Functional Programming

In the following code, the function inner closes over both fn and args.

function curry(fn) {
  const args = []
  return function inner(arg) {
    if(args.length === fn.length) return fn(...args)
    args.push(arg)
    return inner
  }
}

function add(a, b) {
  return a + b
}

const curriedAdd = curry(add)
console.log(curriedAdd(2)(3)()) // 5

Event-Oriented Programming

In the following code, function onClick closes over variable BACKGROUND_COLOR.

const $ = document.querySelector.bind(document)
const BACKGROUND_COLOR = 'rgba(200,200,242,1)'

function onClick() {
  $('body').style.background = BACKGROUND_COLOR
}

$('button').addEventListener('click', onClick)

<button>Set background color</button>

Modularization

In the following example, all the implementation details are hidden inside an immediately executed function expression. The functions tick and toString close over the private state and functions they need to complete their work. Closures have enabled us to modularise and encapsulate our code.

let namespace = {};

(function foo(n) {
  let numbers = []
  function format(n) {
    return Math.trunc(n)
  }
  function tick() {
    numbers.push(Math.random() * 100)
  }
  function toString() {
    return numbers.map(format)
  }
  n.counter = {
    tick,
    toString
  }
}(namespace))

const counter = namespace.counter
counter.tick()
counter.tick()
console.log(counter.toString())

Examples

Example 1

This example shows that the local variables are not copied in the closure: the closure maintains a reference to the original variables themselves. It is as though the stack-frame stays alive in memory even after the outer function exits.

function foo() {
  let x = 42
  let inner  = function() { console.log(x) }
  x = x+1
  return inner
}
var f = foo()
f() // logs 43

Example 2

In the following code, three methods log, increment, and update all close over the same lexical environment.

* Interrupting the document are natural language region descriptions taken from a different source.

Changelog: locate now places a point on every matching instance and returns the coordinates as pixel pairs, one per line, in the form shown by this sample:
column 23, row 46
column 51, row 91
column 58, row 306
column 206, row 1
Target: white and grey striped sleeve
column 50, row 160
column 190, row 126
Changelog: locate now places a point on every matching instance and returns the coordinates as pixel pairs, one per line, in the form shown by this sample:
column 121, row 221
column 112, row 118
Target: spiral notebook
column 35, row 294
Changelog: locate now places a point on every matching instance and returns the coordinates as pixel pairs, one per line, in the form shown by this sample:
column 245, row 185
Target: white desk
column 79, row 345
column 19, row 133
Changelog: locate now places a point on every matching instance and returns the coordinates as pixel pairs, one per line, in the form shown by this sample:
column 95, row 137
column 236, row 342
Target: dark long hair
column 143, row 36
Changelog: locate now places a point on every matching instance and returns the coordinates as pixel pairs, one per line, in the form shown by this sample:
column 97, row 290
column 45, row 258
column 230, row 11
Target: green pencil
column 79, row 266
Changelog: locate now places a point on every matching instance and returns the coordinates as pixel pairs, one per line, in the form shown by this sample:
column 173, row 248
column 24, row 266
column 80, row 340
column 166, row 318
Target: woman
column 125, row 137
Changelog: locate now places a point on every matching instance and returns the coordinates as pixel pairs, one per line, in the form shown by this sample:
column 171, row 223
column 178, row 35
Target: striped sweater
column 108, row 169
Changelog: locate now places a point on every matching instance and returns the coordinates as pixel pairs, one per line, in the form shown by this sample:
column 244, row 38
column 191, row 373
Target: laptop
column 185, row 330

And every time createObject is called, a new execution context (stack frame) is created and a completely new variable x, and a new set of functions (log etc.) are created, that close over this new variable.

function createObject() {
  let x = 42;
  return {
    log() { console.log(x) },
    increment() { x++ },
    update(value) { x = value }
  }
}

const o = createObject()
o.increment()
o.log() // 43
o.update(5)
o.log() // 5
const p = createObject()
p.log() // 42

Example 3

If you are using variables declared using var, be careful you understand which variable you are closing over. Variables declared using var are hoisted. This is much less of a problem in modern JavaScript due to the introduction of let and const.

In the following code, each time around the loop, a new function inner is created, which closes over i. But because var i is hoisted outside the loop, all of these inner functions close over the same variable, meaning that the final value of i (3) is printed, three times.

function foo() {
  var result = []
  for (var i = 0; i < 3; i++) {
    result.push(function inner() { console.log(i) } )
  }
  return result
}

const result = foo()
// The following will print `3`, three times...
for (var i = 0; i < 3; i++) {
  result[i]() 
}

Final points:

Whenever a function is declared in JavaScript closure is created.
Returning a function from inside another function is the classic example of closure, because the state inside the outer function is implicitly available to the returned inner function, even after the outer function has completed execution.
Whenever you use eval() inside a function, a closure is used. The text you eval can reference local variables of the function, and in the non-strict mode, you can even create new local variables by using eval('var foo = …').
When you use new Function(…) (the Function constructor) inside a function, it does not close over its lexical environment: it closes over the global context instead. The new function cannot reference the local variables of the outer function.
A closure in JavaScript is like keeping a reference (NOT a copy) to the scope at the point of function declaration, which in turn keeps a reference to its outer scope, and so on, all the way to the global object at the top of the scope chain.
A closure is created when a function is declared; this closure is used to configure the execution context when the function is invoked.
A new set of local variables is created every time a function is called.